The near-60 per cent decline in real earnings during the 27-month long downturn to levels first reached more than three decades earlier, ranks among the most punishing profit declines in history.

The magnitude of the contraction during the “Great Recession” is exceeded only by the 87 per cent drop in earnings from their 1916 war-inflated peak to the 1921 low, and the 67 per cent decline registered from 1929 to 1932, as the go-go economy of the “Roaring 20s” slid into the “Great Depression”.

Corporate earnings bottomed during the third quarter of 2009 and have since more than doubled to levels that are just 12 per cent shy of their all-time high. The strength of the rebound has been a pleasant surprise and particularly so given the notable absence of robust revenue growth until the most recent quarter.

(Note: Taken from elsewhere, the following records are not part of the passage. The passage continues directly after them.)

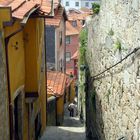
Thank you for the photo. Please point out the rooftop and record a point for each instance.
(55, 21)
(20, 8)
(70, 30)
(56, 82)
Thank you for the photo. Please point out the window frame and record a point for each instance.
(68, 39)
(67, 3)
(87, 4)
(69, 57)
(77, 4)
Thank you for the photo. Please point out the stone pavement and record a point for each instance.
(72, 129)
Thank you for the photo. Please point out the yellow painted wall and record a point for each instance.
(27, 66)
(60, 105)
(35, 65)
(72, 92)
(16, 58)
(31, 82)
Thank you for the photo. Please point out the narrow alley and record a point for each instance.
(72, 129)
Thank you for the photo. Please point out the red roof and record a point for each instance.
(75, 55)
(20, 8)
(56, 82)
(55, 21)
(70, 30)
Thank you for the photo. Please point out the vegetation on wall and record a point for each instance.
(95, 8)
(118, 45)
(83, 45)
(111, 32)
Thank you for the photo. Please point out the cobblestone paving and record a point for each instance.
(72, 129)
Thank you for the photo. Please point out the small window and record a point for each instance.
(87, 4)
(67, 3)
(82, 22)
(67, 39)
(68, 56)
(76, 4)
(60, 35)
(74, 23)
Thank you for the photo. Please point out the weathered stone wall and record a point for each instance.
(4, 120)
(118, 90)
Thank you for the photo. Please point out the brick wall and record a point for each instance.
(4, 119)
(117, 112)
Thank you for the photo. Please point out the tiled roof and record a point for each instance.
(56, 82)
(77, 16)
(46, 5)
(69, 71)
(75, 55)
(70, 30)
(69, 81)
(20, 8)
(55, 21)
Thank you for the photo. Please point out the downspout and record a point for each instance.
(45, 64)
(8, 82)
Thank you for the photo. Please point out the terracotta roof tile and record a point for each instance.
(75, 55)
(24, 9)
(69, 71)
(20, 7)
(55, 21)
(56, 82)
(70, 30)
(15, 4)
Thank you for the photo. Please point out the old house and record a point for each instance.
(75, 23)
(55, 36)
(5, 16)
(23, 60)
(72, 46)
(56, 85)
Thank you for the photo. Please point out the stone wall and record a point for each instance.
(113, 34)
(4, 119)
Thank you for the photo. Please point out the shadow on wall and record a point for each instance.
(94, 120)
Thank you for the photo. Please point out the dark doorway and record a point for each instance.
(18, 117)
(37, 126)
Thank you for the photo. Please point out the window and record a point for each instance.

Aggressive cost-containment efforts through the downturn allowed margins to bottom almost two percentage points above the previous trough registered during the fourth quarter of 2001. The focus on cost structures has persisted through the upturn to date, such that total expenses, both financing and operating, are only marginally higher than the level registered at the 2007 peak of the previous earnings cycle.

The incessant focus on costs has seen profit margins jump to within touching distance of an all-time high and robust top-line growth alongside the favourable impact from operating leverage is expected to push earnings past their 2007 record high during the first half of next year.

This is undoubtedly an impressive development compared with previous profit declines of a comparable magnitude. Indeed, the 1916 peak was not revisited in real terms until 1955 – almost four decades later, while the earnings level of 1929 was not reached again until 1948 – almost 20 years later.

This episode will see the corporate sector recoup all the lost ground in just five years.

As favourable as the current earnings expansion has proved to be, investors should not lose sight of the fact that earnings growth, profit margins and profitability are all mean-reverting variables.

Real earnings for example, have oscillated around a trend growth rate of 2 per cent through time and the historical data reveals that there has never been a one-time upward shift in the corporate sector’s per-share earnings power.

This means that the further the level of current earnings from trend, the more violent the subsequent change in direction proves to be.

Current earnings are 10 per cent above trend using dubious operating numbers and almost 25 per cent using more reliable reported data. Expectations call for increases in earnings in 2011 and 2012 to levels that are far removed from trend, such that the next earnings downturn is almost certain to be at least as brutal as the 2000/2002 contraction of more than 30 per cent.

An event that appears to be some way off may be considered irrelevant by some investors, but the key message is that it’s not simply the level of earnings that matters, but also their volatility. The fact of the matter is that the two large profit downturns experienced since the peak of the technology bubble have caused earnings volatility to increase to levels that have not been seen in more than 70 years.

Against this background, investors should pay below-average multiples for a unit of trend earnings and not the 20 – 21 times seen today. Paying high multiples for peak margins has always proved costly and this time will ultimately prove to be no different.